08.04.22
Hearing the news that UNI Global Union reached a global agreement with French care provider ORPEA, care workers and unions around the world say they are ready to put its principles into practice.
The agreement, signed 8 April at the OECD in Paris, makes strong commitments to upholding the rights of ORPEA’s 70,000 employees including the fundamental freedoms of trade unions. It also establishes conditions for productive social dialogue and collective bargaining.
In addition to promoting trade union rights, ORPEA pledges to avoid precarious work, pay a decent wage and enshrine workers’ voices on issues such as staffing ratios. The agreement holds the company accountable through strong, binding enforcement mechanisms. It is the first agreement of its kind in the care industry.
Unions show support for the agreement
Anna Bacia, ORPEA Worker, OPZZ-KP, Poland:
I was fired for organizing a union. Thanks to UNI Care’s campaign and support I was reinstated two years later. My co-workers and I know firsthand the difference a union makes to the residents we care for. I am happy that ORPEA is committing itself to work with unions as partners. No one else should have to go through what I had to.
Miguel Zubieta UNICare Global President, FATSA, Argentina:
The global agreement between UNI and ORPEA is an essential tool for improving the quality of life for nursing home workers. Respect for workers’ fundamental rights will be reflected in better care for the people they look after.
We enthusiastically welcome the signing of this agreement. It represents the realization of UNI’s mission in care: organized workers with collective rights, particularly in nursing homes where they have been hard hit by the effects of the pandemic.
Frederic Favraud, President UNI Care Europa, France, said:
This agreement:
is an essential tool for trade unions to be able, while respecting their independence and prerogatives, to exercise their fundamental role in defending interests, rights and working conditions.
- by strengthening the rights and working conditions of employees,
- by affirming verbatim the full recognition of trade union rights including collective bargaining, accompanied by the means necessary for the implementation of such recognition,
- by including the explicit prohibition of any form of coercion against the exercise of the right to organize,
- by guaranteeing freedom in all its aspects both for employees in their right to form, use and join trade unions and for activists in the right to freely carry out their mission,
For UNICARE, this agreement is a decisive step forward, to the credit of all its affiliated unions and their tenacity in the relentless struggle for years to defend their right to exist and protect the interests of all workers.
This agreement is not an end in itself. It is a founding pillar allowing workers around the world to assert their rights and obtain their demands, in all the establishments of the ORPEA group as well as in those under its control.
For UNICARE, this agreement inaugurates a new social legal context within the company that must in the rapid future be concretized by significant and lasting improvements regarding the rights and working conditions of the staff of the ORPEA group. These improvements also contribute to strengthening the quality of service due to residents. This is progress for all!
UNICARE will continue its action with determination to ensure that this agreement materializes as stated.
Jana Pohlová, ORPEA worker and union leader, Czechia:
As a caregiver in a nursing home and the chairwoman of a union in ORPEA/Senecura in Czechia, I support the global agreement with ORPEA because it will allow us to further improve our working conditions. I believe it will be beneficial not only for us employees, but also for the clients we care for.
Samuel Burri, UNIA Co-Head of Long-term Care, Switzerland:
The pandemic has shown how desperately long-term care workers need a union. Collective bargaining can transform these jobs from low paying, dangerous, and physically and emotionally draining to sustainable, quality jobs with dignity. And this global agreement with ORPEA can transform this industry in Switzerland and beyond.

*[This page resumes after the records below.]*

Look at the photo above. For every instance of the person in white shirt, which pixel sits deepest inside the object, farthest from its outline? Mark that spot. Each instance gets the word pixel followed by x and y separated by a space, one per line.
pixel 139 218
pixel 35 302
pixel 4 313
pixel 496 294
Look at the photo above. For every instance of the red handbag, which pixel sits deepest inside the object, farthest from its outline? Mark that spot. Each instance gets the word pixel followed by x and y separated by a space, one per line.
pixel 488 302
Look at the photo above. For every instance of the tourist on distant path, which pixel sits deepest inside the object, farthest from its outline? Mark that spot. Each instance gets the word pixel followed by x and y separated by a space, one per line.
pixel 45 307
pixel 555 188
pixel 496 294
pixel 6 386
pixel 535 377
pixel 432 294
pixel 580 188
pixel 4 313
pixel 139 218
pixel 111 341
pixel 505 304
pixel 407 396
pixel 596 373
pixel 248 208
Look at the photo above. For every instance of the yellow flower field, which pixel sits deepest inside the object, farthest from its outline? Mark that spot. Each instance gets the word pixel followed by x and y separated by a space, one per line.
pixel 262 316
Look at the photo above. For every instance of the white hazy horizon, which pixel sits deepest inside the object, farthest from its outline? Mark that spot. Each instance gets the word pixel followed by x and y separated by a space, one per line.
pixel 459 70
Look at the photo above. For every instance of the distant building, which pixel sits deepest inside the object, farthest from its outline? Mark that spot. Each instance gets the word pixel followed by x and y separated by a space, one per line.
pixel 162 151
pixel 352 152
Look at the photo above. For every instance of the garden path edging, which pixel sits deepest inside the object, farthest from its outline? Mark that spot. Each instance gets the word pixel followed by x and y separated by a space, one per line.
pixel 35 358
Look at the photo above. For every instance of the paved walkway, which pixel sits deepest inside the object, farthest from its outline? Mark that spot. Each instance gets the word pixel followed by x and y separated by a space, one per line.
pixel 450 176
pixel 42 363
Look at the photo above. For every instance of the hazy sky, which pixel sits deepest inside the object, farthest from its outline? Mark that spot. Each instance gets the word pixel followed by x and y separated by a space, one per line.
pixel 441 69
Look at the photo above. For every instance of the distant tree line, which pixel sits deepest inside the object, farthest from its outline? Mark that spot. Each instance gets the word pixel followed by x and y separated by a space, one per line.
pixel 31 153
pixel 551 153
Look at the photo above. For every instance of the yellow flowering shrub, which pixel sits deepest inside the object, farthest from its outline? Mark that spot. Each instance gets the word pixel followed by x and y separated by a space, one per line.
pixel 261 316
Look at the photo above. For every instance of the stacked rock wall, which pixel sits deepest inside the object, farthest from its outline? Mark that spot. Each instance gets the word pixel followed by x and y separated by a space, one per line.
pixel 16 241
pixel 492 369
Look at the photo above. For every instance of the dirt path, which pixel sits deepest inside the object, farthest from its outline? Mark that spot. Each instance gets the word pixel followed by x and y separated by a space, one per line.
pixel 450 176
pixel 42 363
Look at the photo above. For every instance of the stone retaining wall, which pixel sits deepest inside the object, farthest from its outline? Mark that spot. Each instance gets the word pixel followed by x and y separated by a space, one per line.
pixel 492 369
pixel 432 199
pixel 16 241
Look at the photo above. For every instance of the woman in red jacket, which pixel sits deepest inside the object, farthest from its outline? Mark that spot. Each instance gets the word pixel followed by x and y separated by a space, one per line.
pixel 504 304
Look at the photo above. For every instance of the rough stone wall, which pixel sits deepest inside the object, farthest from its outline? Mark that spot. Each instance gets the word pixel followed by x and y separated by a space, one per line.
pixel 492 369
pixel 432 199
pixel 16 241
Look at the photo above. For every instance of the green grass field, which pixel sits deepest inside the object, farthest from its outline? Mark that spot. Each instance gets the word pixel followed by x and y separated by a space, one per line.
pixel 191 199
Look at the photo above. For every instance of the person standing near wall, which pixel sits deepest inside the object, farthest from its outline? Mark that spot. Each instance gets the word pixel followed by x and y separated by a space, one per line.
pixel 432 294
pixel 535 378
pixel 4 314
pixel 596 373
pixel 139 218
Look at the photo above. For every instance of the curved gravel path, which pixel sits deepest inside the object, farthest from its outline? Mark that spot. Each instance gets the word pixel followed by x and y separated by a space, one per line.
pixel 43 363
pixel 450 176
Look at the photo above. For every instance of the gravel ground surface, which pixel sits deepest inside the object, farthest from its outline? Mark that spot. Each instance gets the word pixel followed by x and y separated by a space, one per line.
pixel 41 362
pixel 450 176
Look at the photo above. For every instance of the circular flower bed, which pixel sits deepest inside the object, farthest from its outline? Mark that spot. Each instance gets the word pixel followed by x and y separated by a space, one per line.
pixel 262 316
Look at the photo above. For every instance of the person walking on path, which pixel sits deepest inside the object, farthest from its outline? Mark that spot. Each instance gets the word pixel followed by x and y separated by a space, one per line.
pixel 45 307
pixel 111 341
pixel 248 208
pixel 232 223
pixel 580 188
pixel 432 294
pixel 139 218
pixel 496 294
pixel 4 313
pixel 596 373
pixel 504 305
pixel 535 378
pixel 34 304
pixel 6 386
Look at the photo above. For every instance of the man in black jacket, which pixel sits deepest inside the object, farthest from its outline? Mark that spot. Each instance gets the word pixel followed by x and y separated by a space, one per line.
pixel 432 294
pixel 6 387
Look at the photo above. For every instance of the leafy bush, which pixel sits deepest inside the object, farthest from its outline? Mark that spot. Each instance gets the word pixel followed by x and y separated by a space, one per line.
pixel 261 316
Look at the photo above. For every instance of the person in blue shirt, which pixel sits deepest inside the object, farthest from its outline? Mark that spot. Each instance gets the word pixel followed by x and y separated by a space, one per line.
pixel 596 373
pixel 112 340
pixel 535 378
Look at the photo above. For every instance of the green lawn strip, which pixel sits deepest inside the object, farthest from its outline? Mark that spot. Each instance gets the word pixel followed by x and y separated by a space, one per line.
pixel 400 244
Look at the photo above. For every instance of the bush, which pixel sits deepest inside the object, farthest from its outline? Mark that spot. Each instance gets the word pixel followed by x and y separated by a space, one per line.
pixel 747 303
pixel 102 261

Anderson Peralta, Sintrasass National President, Colombia:
Having an enforceable global agreement that guarantees access and non-interference can mean the difference between having a union and not. In Colombia, where ORPEA will soon open their first facilities, this agreement means that workers and unions can stand up for better jobs without fear of death threats or violence. We see this agreement as a shield against the type of fear unionists often face when organizing.

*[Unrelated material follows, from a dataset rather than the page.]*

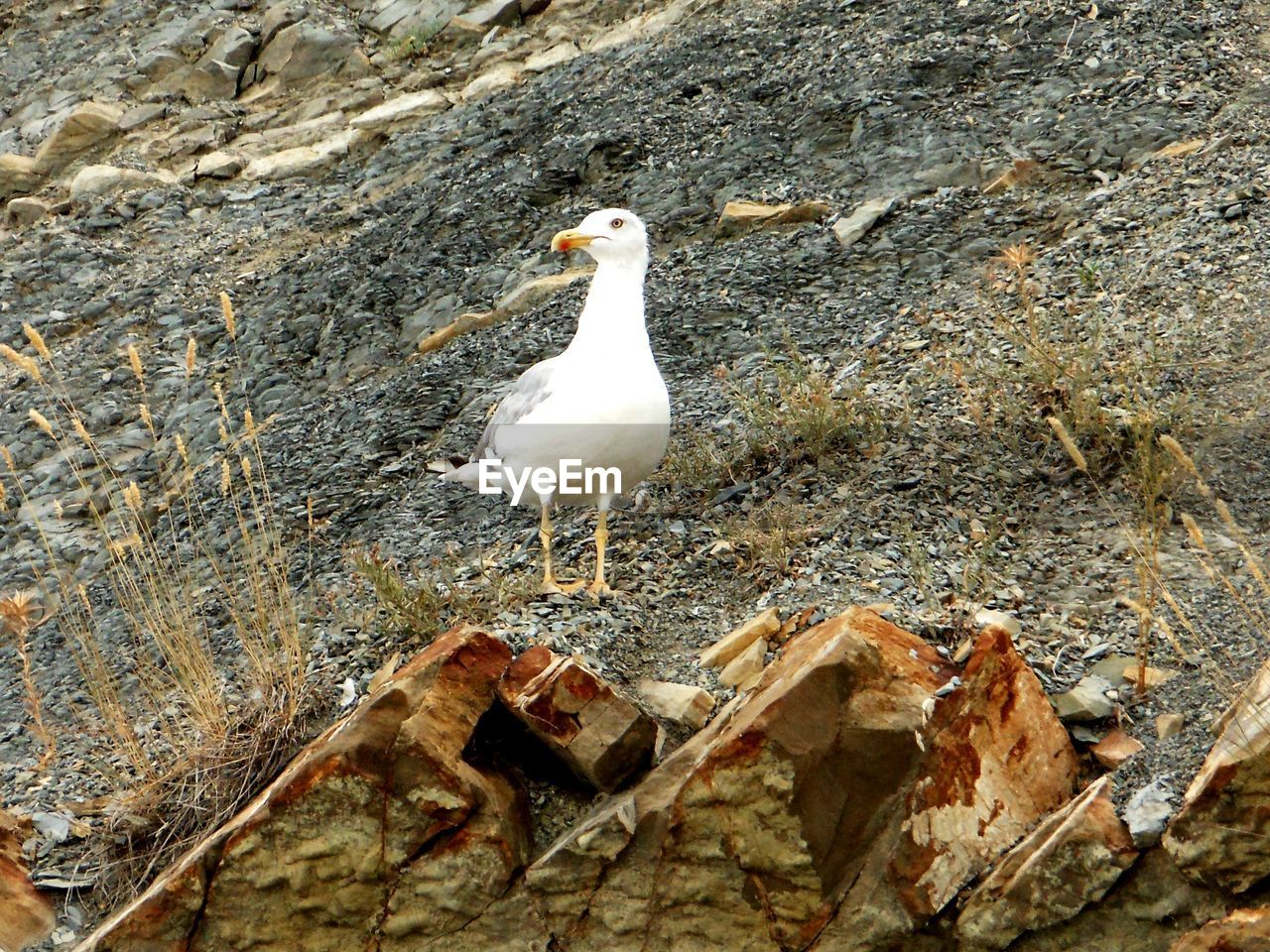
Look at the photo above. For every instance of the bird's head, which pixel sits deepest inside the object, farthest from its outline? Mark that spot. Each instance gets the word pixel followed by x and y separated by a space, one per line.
pixel 611 236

Gloria Flores, President of FENASSAP, Chile:
This global agreement with the multinational ORPEA is wonderful news for trade unionism in general. It opens opportunities and creates motivation to continue breaking down barriers.

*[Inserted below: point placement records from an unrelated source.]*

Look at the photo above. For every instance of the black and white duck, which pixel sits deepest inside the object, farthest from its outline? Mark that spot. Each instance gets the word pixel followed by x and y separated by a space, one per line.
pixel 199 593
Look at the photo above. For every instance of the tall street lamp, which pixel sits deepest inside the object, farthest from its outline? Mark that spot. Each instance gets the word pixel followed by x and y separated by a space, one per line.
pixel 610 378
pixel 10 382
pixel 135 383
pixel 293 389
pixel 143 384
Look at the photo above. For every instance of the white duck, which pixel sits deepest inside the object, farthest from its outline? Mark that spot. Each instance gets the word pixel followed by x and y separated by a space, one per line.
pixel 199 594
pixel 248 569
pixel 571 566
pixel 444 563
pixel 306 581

Jorge Bermudez, FUS President, Uruguay:
With the growth of ORPEA and other geriatric multinationals in Uruguay and the rest of Latin America, the global agreement signed with ORPEA is an important tool we now have to strengthen unions and improve working conditions in this vital sector.
Juliana Karine Machado Rodrigues, Federation of Healthcare Workers of the State of São Paulo, Brazil:
With foreign capital flooding the care sector in the country and the labor reform stripping rights, this new agreement with ORPEA is going to be an important tool in campaigning to ensure decent conditions in elder care, for both professionals and patients.
Eva Scherz, GPA, Austria:
ORPEA workers need better working conditions. This agreement puts unions in a better position to negotiate them.